Gegen diesen Bescheid richtet sich die vorliegende, zunächst an den Verfassungsgerichtshof gerichtete, von diesem nach Ablehnung ihrer Behandlung mit Beschluss vom 10. Juni 2003, Zl. B 722/03-3, dem Verwaltungsgerichtshof zur Entscheidung abgetretene Beschwerde, in der die Rechtswidrigkeit des Inhaltes des angefochtenen Bescheides geltend gemacht wird.

Die belangte Behörde erstattete eine Gegenschrift, in der sie die kostenpflichtige Abweisung der Beschwerde beantragt.

Der Verwaltungsgerichtshof hat erwogen:

Auch in ihrer Beschwerde bezieht sich die Beschwerdeführerin - wie schon in ihrer Berufung - auf die Ausführungen im hg. Erkenntnis vom 1. Juli 1998, Zl. 98/09/0048, in welchem ausgesprochen worden sei, dass die in § 1 Abs. 2 lit. l enthaltene Formulierung "Kinder .., die noch nicht 21 Jahre alt sind oder denen der österreichische Staatsbürger Unterhalt gewährt", nahezu wörtlich dem Art. 11 der EWG-Verordnung Nr. 1612/1968 entspreche, sodass der Schluss gezogen werden könne, dass dem § 1 Abs. 2 lit. l AuslBG auch dieselbe Bedeutung beizumessen sei. Zur Auslegung des dieselbe Wortfolge enthaltenden Art. 10 Abs. 1 lit. a der Verordnung Nr. 1612/68 habe der Europäische Gerichtshof festgestellt, dass die Eigenschaft des Familienangehörigen, dem Unterhalt gewährt werde, keinen Unterhaltsanspruch voraussetze, was nur so verstanden werden könne, dass ein solcher Anspruch nicht notwendig sei. Auch sei nicht über eine Situation mit entschieden worden, in der trotz bestehenden Anspruchs keine Unterhaltsleistungen erbracht würden. In dem genannten Erkenntnis sei aber ausgesprochen worden, "dass die Rechte des Angehörigen nicht daran scheitern dürfen, dass trotz bestehenden Anspruches keine Unterhaltsleistungen erbracht werden". Diese Grundsätze seien in der bekämpften Entscheidung unberücksichtigt geblieben und der zu leistende Unterhalt - unrichtigerweise - anhand des aktuellen Ausgleichszulagenrichtsatzes laut dem Durchführungserlass zum AuslBG bzw. des § 140 ABGB, wonach 22 % des monatlichen Einkommens der Wahleltern als familienrechtlicher Unterhalt herangezogen werden müsse, errechnet worden.
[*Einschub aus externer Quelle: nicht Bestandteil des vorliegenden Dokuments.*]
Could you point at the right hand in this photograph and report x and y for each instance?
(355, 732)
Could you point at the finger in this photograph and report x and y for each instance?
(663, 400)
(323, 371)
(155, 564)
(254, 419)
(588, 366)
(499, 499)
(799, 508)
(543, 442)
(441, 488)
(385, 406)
Unbestritten ist, dass die Beschwerdeführerin über 21 Jahre alt ist und mit ihren Adoptiveltern nicht im gemeinsamen Haushalt lebt.

Bei Beurteilung des im Beschwerdefall heranzuziehenden Ausnahmetatbestandes des § 1 Abs. 2 lit. l AuslBG kommt es auf die tatsächliche Unterhaltsleistung und nicht auf eine allenfalls nach § 140 ABGB mangels Selbsterhaltungsfähigkeit des Unterhaltsberechtigten festzusetzende Unterhaltsverpflichtung an. Zu berücksichtigen wäre daher beispielsweise auch eine tatsächliche Unterhaltsgewährung ohne zugrunde liegende Verpflichtung; ob auch - wie die Beschwerdeführerin argumentiert - das Bestehen einer Unterhaltsverpflichtung allein ohne tatsächliche Gewährung des Unterhalts für die Annahme des Ausnahmetatbestandes des § 1 Abs. 2 lit. l AuslBG ausreicht, braucht im vorliegenden Fall hingegen nicht entschieden zu werden. Insoweit sich daher die Beschwerdeführerin auf das Urteil des Europäischen Gerichtshofes vom 18. Juni 1987,C-316/85 (CPAS Courcelles/Lebon) und das darauf bezugnehmende hg. Erkenntnis vom 1. Juli 1998, Zl. 98/09/0048 beruft, verkennt sie, dass es im vorliegenden Fall weder um eine Unterhaltsgewährung ohne Anspruch noch um einen Unterhaltsanspruch ohne tatsächliche Gewährung, sondern darum geht, dass die Beschwerdeführerin nach ihrem eigenen Vorbringen primär von ihrem Ehegatten, mit welchem sie in gemeinsamen Haushalt lebt, erhalten wird, gegen diesen also zunächst ihre Unterhaltsansprüche geltend zu machen hat und dies auch tut. In diesem Fall be- (bzw. ent-)steht ein Unterhaltsanspruch gegen die Eltern aber erst im Falle der (gänzlichen oder teilweisen) Leistungsunfähigkeit ihres Ehegatten. Im Falle einer ausreichenden (im Sinne einer den Lebensverhältnissen der Ehegatten angemessenen) Unterhaltsleistung ihres Ehegatten hat die Beschwerdeführerin daher gegen ihre Adoptiveltern keinen (weiteren) Unterhaltsanspruch und hat ja auch tatsächlich nach den Feststellungen der belangten Behörde keine regelmäßigen Unterhaltsleistungen von diesen erhalten. Aus den lediglich sporadischen Geldleistungen von insgesamt ATS 5000,--

im Jahr 2001 und EUR 300,-- im Jahr 2002 kann aber auf einen Unterhaltsanspruch der Beschwerdeführerin gegen ihre Adoptiveltern nicht (und auch nicht teilweise) geschlossen werden. Es kann vielmehr der belangten Behörde nicht mit Erfolg entgegengetreten werden, wenn sie davon ausgegangen ist, dass keine Unterhaltsleistungen der (österreichischen) Adoptiveltern in einer derartigen Regelmäßigkeit und in einem solchen Umfange erfolgt sind, die es der Beschwerdeführerin ermöglicht hätten, den wesentlichen Teil ihres Lebensunterhaltes daraus zu bestreiten (vgl. das hg. Erkenntnis vom 1. Juli 1998, Zl. 98/09/0048). Die behauptete Rechtswidrigkeit liegt somit nicht vor.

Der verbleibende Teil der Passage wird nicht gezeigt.